And if it does who
will be the winners and losers?
Those Mid Sussex people wanting property values to drop would be those 30
or 40 something’s, sitting on a sizeable amount of equity and hoping to trade
up (because the percentage drop of your
current ‘cheaper’ property will be much less than the same percentage drop of
the more expensive property – and
trading up is all about the difference). If you have children planning to
buy their first home or you are a 20 something wanting to buy your first home –
you want them to drop. Also, landlords looking to add to their portfolio will
want to bag a bargain (or two) and they would love a drop!
Yet, if you have recently bought a Mid Sussex property with a gigantic
mortgage, you’ll want Mid Sussex property values to rise. If you are
retired and are preparing to downsize, you will also want Mid Sussex property
values to rise (because you will have more cash left over after the move). Also,
if you, a landlord looking to sell your portfolio or a Mid Sussex home owner,
who has remortgaged to raise money for other projects (meaning you have very
little equity), you will want Mid Sussex property values to rise to enable you
to put a bigger deposit down on the next purchase.
So, before I discuss
my thoughts on the future, it’s important to look at the past; the last
property crash, caused by the Global Financial Crisis, was between Q3 2007 and
Q3 2009 when property values in Mid Sussex dropped 14.09%.
So what is happening now?
The
simple fact is people in the UK are moving less (and hence buying and selling
less). Estate agents up and down the land are blaming “Brexit” for this but the reality is that the problems in the British
housing market are a lot greater than Brexit!

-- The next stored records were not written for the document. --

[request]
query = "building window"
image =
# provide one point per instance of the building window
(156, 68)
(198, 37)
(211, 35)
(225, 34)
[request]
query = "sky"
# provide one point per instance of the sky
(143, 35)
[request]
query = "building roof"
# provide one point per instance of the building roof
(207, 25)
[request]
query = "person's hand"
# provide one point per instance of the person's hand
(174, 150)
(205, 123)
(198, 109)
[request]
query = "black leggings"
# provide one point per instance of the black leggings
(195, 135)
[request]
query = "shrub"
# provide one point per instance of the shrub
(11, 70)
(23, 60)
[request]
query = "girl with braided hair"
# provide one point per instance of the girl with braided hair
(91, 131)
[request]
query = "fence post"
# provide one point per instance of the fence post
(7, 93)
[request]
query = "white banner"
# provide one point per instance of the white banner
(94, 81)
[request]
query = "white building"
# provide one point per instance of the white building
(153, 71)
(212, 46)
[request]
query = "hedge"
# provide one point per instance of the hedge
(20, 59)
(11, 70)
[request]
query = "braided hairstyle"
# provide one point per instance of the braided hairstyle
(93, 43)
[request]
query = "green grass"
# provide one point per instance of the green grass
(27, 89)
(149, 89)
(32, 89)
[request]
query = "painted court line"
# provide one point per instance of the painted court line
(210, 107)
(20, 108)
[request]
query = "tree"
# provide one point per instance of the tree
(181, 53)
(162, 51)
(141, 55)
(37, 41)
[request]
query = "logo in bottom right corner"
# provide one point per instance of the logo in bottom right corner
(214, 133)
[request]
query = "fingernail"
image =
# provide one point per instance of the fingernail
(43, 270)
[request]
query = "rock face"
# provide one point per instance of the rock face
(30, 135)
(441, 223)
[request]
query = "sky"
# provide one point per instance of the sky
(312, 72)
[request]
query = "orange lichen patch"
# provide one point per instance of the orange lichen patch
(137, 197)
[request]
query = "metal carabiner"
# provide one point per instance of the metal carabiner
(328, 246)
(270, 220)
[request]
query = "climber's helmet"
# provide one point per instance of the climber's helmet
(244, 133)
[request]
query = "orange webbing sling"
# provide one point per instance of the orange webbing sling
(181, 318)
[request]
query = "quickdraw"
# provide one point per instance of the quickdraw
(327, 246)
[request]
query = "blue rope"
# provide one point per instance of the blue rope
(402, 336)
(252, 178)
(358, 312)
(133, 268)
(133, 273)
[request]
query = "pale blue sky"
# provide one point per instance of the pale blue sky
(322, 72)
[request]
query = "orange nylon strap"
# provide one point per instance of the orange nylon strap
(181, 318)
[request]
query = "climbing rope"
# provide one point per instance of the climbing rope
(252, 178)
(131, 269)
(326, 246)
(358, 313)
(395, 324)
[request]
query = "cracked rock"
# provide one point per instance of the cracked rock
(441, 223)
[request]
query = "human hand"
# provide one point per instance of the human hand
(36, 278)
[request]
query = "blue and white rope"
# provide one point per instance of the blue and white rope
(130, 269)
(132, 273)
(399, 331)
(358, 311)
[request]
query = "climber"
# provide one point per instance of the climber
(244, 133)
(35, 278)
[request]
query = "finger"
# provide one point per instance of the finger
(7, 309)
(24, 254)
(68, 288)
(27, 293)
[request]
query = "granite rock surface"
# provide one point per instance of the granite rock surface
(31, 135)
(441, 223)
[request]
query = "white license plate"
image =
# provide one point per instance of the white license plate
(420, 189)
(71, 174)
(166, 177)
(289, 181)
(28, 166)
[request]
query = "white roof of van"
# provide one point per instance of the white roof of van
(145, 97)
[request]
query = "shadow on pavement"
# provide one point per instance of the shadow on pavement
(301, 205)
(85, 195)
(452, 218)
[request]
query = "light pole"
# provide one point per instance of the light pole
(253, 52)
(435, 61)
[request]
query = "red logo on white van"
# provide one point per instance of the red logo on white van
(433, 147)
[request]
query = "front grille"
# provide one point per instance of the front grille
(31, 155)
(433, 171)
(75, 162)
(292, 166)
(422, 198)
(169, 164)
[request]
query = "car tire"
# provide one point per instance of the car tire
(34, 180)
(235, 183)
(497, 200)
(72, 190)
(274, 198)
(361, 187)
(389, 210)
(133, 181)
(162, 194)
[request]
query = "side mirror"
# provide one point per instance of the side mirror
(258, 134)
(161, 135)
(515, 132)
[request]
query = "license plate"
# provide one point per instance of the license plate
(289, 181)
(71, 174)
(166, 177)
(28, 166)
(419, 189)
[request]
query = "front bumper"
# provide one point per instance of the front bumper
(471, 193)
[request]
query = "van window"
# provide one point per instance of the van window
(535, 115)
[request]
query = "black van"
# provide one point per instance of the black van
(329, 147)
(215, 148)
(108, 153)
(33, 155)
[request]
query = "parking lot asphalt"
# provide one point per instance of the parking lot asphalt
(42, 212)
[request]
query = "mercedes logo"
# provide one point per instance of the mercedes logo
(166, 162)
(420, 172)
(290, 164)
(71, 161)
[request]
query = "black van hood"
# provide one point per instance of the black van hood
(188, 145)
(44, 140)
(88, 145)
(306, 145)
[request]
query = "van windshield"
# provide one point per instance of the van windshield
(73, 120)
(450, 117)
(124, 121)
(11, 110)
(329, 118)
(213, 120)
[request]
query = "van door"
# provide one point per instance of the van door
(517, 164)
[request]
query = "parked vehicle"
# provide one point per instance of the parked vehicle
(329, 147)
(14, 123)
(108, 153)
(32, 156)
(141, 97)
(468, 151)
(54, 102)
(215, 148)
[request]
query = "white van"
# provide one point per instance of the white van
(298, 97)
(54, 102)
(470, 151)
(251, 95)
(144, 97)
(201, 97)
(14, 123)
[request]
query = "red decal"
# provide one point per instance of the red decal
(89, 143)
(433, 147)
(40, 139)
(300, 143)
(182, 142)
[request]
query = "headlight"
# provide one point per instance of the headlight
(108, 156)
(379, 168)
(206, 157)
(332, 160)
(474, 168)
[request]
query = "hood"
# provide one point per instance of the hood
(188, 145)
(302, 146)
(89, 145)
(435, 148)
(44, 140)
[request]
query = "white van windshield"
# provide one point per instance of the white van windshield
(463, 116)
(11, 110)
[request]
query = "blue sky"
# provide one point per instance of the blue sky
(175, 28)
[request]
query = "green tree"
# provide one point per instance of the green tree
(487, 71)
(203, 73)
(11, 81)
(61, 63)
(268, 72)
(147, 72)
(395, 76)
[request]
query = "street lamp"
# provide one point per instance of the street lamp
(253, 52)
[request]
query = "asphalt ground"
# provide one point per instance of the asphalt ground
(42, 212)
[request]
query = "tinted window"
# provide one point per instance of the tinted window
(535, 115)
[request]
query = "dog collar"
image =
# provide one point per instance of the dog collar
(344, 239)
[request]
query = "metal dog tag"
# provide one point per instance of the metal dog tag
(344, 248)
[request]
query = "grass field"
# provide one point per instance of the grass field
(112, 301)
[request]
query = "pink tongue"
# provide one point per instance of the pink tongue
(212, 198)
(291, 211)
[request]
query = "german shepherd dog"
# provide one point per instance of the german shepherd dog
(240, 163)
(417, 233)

There is a direct link between how people feel
about the property market (sentiment) and the actual performance of the
property market. However, the question of
whether people’s sentiment moves as a result of changes in the property market,
or whether changes in the property market drive sentiment is a question that
baffles most economists – you see if someone feels assured about their
financial situation (job, money etc.) and the future of property, they are more
likely to feel assured to spend their hard-earned earnings on property and buy
and if you think about it vice versa. So, I believe Brexit isn’t the issue
- it’s just the “go to” excuse people are using. Humans don’t like
uncertainty, and Brexit itself is causing uncertainty – it is, after all, the great
unknown.
So, is it the
flux of global politics?
Politics are causing hesitation in
the posh £5m+ markets of Mayfair and other high value Monopoly board pieces –
but certainly not in Mid Sussex (I don’t think Mid Sussex is too high up on the
house buying list of all these Saudi Prince’s and Russian Oligarchs). The
issues are much closer to home.
So, coming back to reality, one the biggest driving factors in the current state of play in housing market has been the part Buy To let landlords have played in the last 15 years. Making money as buy to let landlord in these golden years was as easy as falling off a log, but not anymore! Landlords had been getting off quite lightly when it came to their tax position, but with Osborne changing the taxation rules on buy to let things have become a little more difficult for landlords.
And what of Mid
Sussex first time buyers? For the last 30 years, buy to let investors have constantly had more purchasing
power than first time buyers, as they were older and more established, together
with their tax breaks. Yet, now as many amateur landlords are having second
thoughts in staying in buy to let, this has given first time buyers a chance to
get on to the property ladder.
What will happen to Mid Sussex property values? The simple
fact is we don’t have the conditions that caused the crash in 2007 (i.e. sub-prime lending in the US, causing
banks not to lend to each other, thus stalling the global economy as a whole).
Assuming everyone is sensible on the Brexit negotiations, the biggest issue is
interest rates. As long as interest
rates remain comparatively low (and don’t get me wrong – I think we could stand
Bank of England base interest rates at 1.5% to 2.5% and still be OK, then the thought
of a massive property market crash still looks improbable.
Yet correspondingly, I cannot see Mid Sussex property values rising
quickly either.
The
double-digit growth years in property values between 1999 and 2004 are well
gone. A lot of that growth was caused by an explosion of buy to let landlords
buying property to accommodate the influx of EU migrants in those years. Mark Carney at the Bank of England can’t make
interest rates any lower, so it’s difficult to envisage how credit conditions
can get any easier!
Balance of probabilities; Mid Sussex property values will hover
either side of inflation over the next five years, but if we did have another
crash, what exactly would that mean to Mid Sussex homeowners - if they dropped
by the same percentage amount, as they did in the last crash?
If Mid Sussex property prices dropped today by the same percentage as
they did locally in the Global Financial Crisis back in 2007/9 we would only be
returning to the property values being achieved in June 2015 and nobody was
complaining about those!
Therefore, looking at the number of people who
have bought homes in the area since June 2015, that would affect approximately only
17% of local home owners and landlords and only a small percentage would
actually lose - because you only lose money if they decide to move (and come to think of it, some of those
sellers would fall into the category mentioned above that would relish a price
drop!). So, really not many people would lose out.